Today is not yesterday. Isn’t that pretty obvious?

One of my favorite personalities among the great chasidic mentors is Rabbi Shmuel Betzalel Sheftel, known as Rashbatz (circa 1829–1905).

Rashbatz served as the childhood tutor of the sixth Chabad Rebbe, Rabbi Yosef Yitzchok Schneersohn (1880–1950). One of the stories he particularly enjoyed telling his young charge had an important lesson:

In a small town in Russia lived a porter who made his living by transporting people and packages to and from the train station. The porter had a young son who assisted him with his work. Every morning the two would awaken very early, recite their morning prayers, eat breakfast, prepare the horse and wagon, and hit the road. During the summer months, when the sun often rose as early as 3:00 AM, the porter and his son awoke even earlier.

The porter informed his son that today there would be no eating due to the fastA summer fast day arrived on the Jewish calendar. The porter roused his son at the usual time, and off to the synagogue they went. When they had finished praying, the porter informed his son that today there would be no eating due to the fast.

The day wore on. The son grew hungrier and hungrier. He began to ask his father incessantly when they would finally eat.

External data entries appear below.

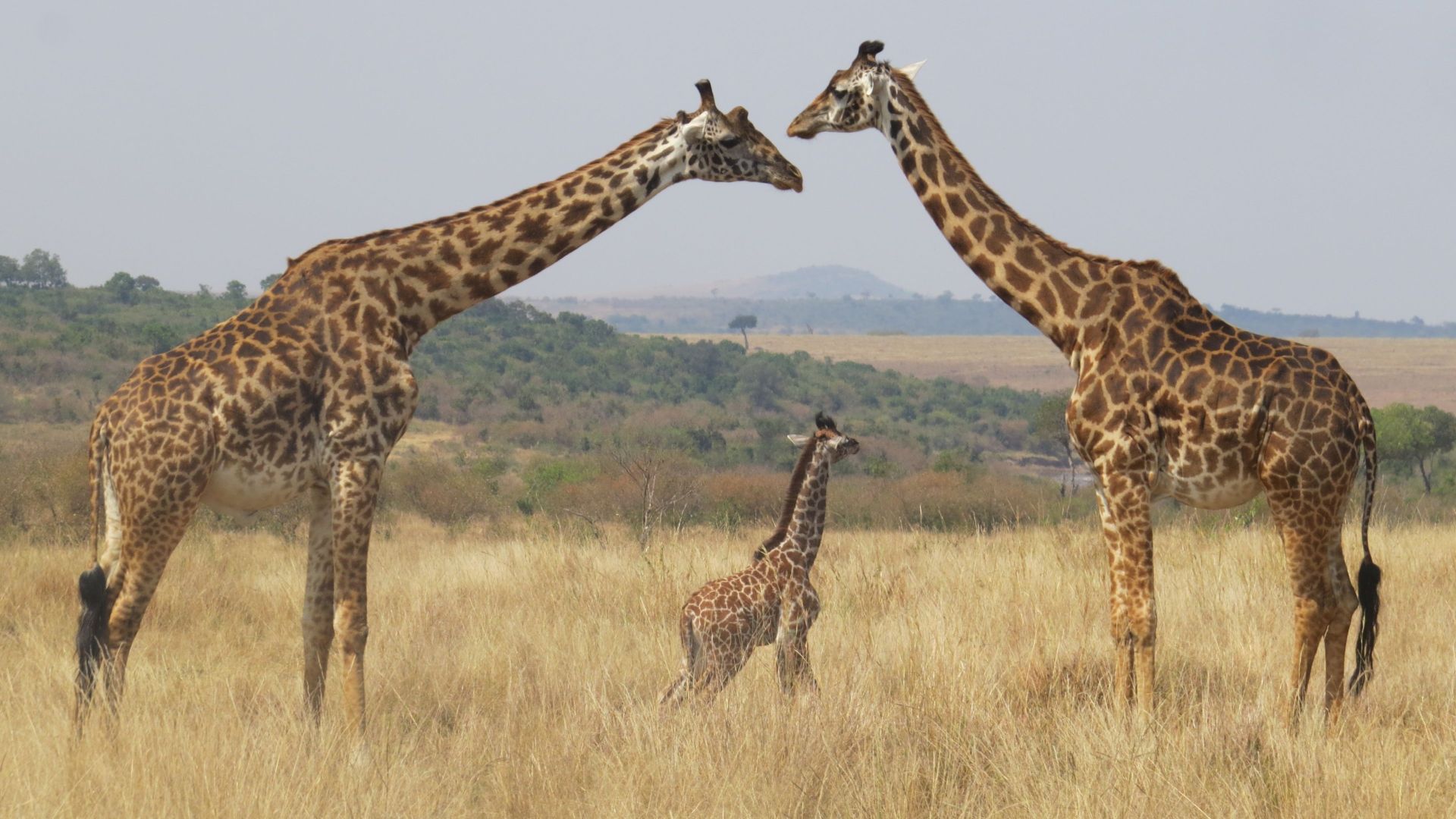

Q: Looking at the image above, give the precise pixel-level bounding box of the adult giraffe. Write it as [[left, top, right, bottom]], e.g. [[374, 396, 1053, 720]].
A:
[[76, 80, 804, 729], [789, 41, 1380, 721]]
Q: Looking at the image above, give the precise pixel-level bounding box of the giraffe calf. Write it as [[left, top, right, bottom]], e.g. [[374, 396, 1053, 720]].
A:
[[658, 413, 859, 704]]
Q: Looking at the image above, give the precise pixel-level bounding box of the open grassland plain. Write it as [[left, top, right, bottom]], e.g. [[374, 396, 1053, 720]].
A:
[[667, 334, 1456, 413], [0, 519, 1456, 816]]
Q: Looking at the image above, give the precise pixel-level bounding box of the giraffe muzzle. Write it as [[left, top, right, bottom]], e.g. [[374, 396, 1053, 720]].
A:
[[769, 162, 804, 194]]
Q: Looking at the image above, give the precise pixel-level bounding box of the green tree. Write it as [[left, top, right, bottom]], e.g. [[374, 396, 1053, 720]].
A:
[[103, 271, 136, 305], [728, 316, 758, 347], [1027, 392, 1078, 495], [1373, 403, 1456, 493], [20, 248, 67, 288]]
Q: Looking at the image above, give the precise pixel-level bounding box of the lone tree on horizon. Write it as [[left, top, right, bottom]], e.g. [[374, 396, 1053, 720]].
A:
[[728, 316, 758, 347]]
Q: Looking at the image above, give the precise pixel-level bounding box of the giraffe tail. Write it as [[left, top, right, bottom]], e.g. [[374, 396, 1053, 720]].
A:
[[76, 419, 109, 717], [1350, 398, 1380, 695]]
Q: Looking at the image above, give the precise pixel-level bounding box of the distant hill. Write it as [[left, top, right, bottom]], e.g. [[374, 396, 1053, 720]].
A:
[[526, 265, 1456, 338], [603, 264, 913, 300]]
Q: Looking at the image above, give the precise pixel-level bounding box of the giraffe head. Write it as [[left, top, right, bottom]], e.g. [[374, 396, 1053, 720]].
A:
[[789, 39, 923, 140], [677, 80, 804, 191], [789, 413, 859, 463]]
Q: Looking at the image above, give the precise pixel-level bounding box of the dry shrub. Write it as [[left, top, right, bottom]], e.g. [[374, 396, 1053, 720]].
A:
[[699, 469, 792, 528], [0, 424, 90, 541], [380, 455, 504, 526]]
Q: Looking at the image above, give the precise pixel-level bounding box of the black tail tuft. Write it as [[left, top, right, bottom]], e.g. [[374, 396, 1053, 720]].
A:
[[1350, 552, 1380, 695], [76, 566, 109, 707]]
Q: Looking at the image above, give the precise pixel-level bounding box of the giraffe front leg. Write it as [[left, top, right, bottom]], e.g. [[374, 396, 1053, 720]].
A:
[[331, 460, 383, 733], [1098, 474, 1157, 713], [777, 634, 818, 695], [777, 588, 818, 694], [301, 485, 334, 724]]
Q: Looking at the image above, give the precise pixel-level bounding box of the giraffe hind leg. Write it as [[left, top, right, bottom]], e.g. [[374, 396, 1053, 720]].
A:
[[657, 618, 701, 705], [1325, 522, 1360, 721], [300, 484, 334, 723], [1269, 491, 1357, 726], [76, 564, 111, 717], [1098, 474, 1157, 713]]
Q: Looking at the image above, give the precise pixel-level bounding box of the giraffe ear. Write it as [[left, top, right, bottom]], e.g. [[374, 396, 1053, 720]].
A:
[[682, 117, 703, 146], [896, 60, 924, 80]]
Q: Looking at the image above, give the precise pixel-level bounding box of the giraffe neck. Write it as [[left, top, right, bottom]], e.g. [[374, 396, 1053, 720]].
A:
[[780, 446, 830, 571], [880, 77, 1117, 362], [291, 113, 696, 350]]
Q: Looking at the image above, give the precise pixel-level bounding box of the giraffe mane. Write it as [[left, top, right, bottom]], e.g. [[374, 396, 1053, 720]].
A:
[[288, 118, 677, 267], [883, 72, 1192, 297], [753, 434, 823, 563]]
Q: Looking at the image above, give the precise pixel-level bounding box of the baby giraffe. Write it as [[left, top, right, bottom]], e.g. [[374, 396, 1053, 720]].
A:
[[658, 413, 859, 704]]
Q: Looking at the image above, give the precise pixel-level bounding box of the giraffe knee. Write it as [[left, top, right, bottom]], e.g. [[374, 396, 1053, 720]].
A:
[[300, 610, 334, 648]]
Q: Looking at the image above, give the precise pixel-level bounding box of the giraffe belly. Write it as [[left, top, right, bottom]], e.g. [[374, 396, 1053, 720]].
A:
[[202, 463, 312, 517], [1153, 472, 1264, 509]]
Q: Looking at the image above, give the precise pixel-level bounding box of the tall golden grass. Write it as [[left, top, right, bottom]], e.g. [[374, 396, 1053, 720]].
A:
[[0, 517, 1456, 817]]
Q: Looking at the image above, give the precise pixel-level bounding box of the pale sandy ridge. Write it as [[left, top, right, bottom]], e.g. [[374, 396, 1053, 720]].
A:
[[661, 334, 1456, 413]]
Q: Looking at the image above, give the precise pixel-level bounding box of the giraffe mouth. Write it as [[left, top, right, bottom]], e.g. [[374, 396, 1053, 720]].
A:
[[769, 165, 804, 194]]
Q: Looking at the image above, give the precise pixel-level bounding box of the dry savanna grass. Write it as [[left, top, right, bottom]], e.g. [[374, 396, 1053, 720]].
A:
[[0, 520, 1456, 816], [667, 334, 1456, 411]]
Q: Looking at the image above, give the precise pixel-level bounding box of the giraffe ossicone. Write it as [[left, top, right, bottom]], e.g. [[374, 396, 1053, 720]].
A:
[[788, 41, 1380, 720], [76, 80, 802, 729], [658, 413, 859, 705]]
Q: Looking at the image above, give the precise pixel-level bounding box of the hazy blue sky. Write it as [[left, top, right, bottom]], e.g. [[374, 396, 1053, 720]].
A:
[[0, 0, 1456, 321]]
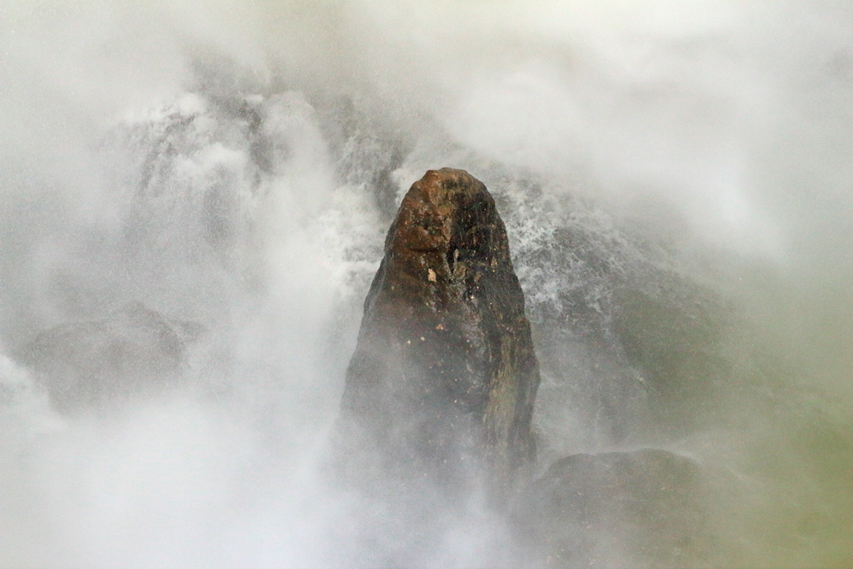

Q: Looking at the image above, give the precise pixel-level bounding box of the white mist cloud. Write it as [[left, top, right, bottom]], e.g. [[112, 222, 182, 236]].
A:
[[0, 0, 853, 567]]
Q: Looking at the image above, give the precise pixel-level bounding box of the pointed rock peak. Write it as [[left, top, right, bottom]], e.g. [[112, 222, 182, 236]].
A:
[[340, 168, 539, 496]]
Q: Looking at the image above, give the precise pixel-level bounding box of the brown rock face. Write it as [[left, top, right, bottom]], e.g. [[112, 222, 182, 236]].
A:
[[340, 168, 539, 493]]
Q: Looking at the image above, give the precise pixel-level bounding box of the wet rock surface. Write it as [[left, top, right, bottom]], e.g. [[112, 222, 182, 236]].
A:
[[21, 302, 201, 412], [512, 449, 713, 568], [339, 168, 539, 495]]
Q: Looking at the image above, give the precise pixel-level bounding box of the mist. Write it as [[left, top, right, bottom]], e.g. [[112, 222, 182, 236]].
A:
[[0, 0, 853, 568]]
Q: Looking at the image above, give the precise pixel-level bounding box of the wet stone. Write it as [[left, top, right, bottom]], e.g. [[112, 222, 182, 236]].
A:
[[338, 168, 539, 496]]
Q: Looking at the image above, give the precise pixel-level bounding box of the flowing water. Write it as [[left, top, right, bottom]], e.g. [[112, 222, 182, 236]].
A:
[[0, 0, 853, 568]]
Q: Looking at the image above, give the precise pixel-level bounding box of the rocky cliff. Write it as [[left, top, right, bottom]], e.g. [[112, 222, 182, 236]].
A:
[[339, 168, 539, 495]]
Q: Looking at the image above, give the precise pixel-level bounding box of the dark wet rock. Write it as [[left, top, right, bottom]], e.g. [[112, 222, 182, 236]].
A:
[[513, 449, 712, 568], [339, 168, 539, 495], [21, 303, 201, 411]]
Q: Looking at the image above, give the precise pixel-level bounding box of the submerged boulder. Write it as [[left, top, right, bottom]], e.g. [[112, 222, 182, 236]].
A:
[[339, 168, 539, 495], [512, 449, 713, 569], [21, 302, 200, 411]]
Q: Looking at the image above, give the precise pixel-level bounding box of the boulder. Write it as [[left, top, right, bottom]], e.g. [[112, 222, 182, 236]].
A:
[[338, 168, 539, 496], [512, 449, 713, 569], [21, 302, 200, 411]]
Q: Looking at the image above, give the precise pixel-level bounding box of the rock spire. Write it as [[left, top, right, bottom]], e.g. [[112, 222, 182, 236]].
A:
[[339, 168, 539, 495]]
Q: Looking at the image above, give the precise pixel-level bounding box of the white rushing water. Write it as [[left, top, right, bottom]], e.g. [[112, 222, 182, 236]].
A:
[[0, 0, 853, 569]]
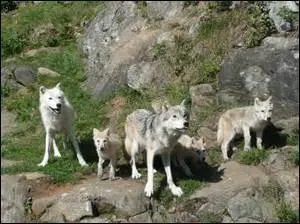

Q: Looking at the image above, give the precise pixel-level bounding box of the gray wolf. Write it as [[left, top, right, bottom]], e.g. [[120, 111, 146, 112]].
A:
[[93, 128, 122, 180], [171, 135, 206, 177], [38, 83, 87, 166], [125, 100, 189, 197], [217, 96, 273, 160]]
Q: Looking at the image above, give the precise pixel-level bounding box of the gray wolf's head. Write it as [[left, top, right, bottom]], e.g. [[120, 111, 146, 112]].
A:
[[93, 128, 110, 153], [40, 83, 65, 114], [254, 96, 273, 121], [191, 137, 207, 162], [161, 100, 189, 133]]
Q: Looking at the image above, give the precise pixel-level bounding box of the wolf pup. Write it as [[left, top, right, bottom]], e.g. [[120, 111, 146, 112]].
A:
[[217, 96, 273, 160], [125, 100, 189, 197], [38, 83, 87, 166], [171, 135, 206, 177], [93, 128, 122, 180]]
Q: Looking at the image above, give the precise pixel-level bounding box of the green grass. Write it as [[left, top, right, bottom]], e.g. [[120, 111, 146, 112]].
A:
[[275, 201, 299, 223], [1, 1, 104, 57], [237, 148, 269, 165]]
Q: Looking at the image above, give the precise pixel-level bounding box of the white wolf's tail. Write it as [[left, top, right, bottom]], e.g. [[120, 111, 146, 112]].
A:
[[217, 117, 224, 145]]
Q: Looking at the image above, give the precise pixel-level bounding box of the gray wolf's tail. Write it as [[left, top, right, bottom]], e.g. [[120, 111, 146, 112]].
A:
[[217, 117, 224, 145]]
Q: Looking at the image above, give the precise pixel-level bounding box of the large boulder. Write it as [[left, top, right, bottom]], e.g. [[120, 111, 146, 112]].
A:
[[80, 1, 183, 96], [1, 175, 28, 223], [218, 38, 299, 121]]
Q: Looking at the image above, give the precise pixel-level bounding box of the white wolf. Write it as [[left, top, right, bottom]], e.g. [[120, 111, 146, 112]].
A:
[[171, 135, 206, 177], [38, 83, 87, 166], [217, 96, 273, 160], [93, 128, 122, 180], [125, 100, 189, 197]]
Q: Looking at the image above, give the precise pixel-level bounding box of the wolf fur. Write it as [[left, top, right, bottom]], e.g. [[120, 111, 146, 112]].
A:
[[38, 83, 87, 166], [125, 100, 189, 197], [217, 96, 273, 160], [93, 128, 122, 180], [171, 135, 206, 177]]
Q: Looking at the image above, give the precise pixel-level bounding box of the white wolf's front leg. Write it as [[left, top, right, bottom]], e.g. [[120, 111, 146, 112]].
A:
[[53, 138, 61, 157], [145, 149, 154, 197], [38, 131, 54, 166], [109, 158, 116, 180], [161, 152, 183, 197], [69, 132, 88, 166], [256, 131, 263, 149], [97, 153, 104, 177], [243, 126, 251, 152]]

Finally, the day ended and his hunger was satisfied.

The following morning, the boy refused to budge when his father tried to wake him. With an air of indignation the boy told his father, “I do not want to get up, and I do not want to work. I am afraid that you will not let me eat anything today either!”

“Ah, my son, have no fear,” replied the porter. “Today is not yesterday.”

Whenever Rashbatz told this story, he would tap his listener on the shoulder, as if to exclaim, “Get up! Get up! Today is not yesterday!”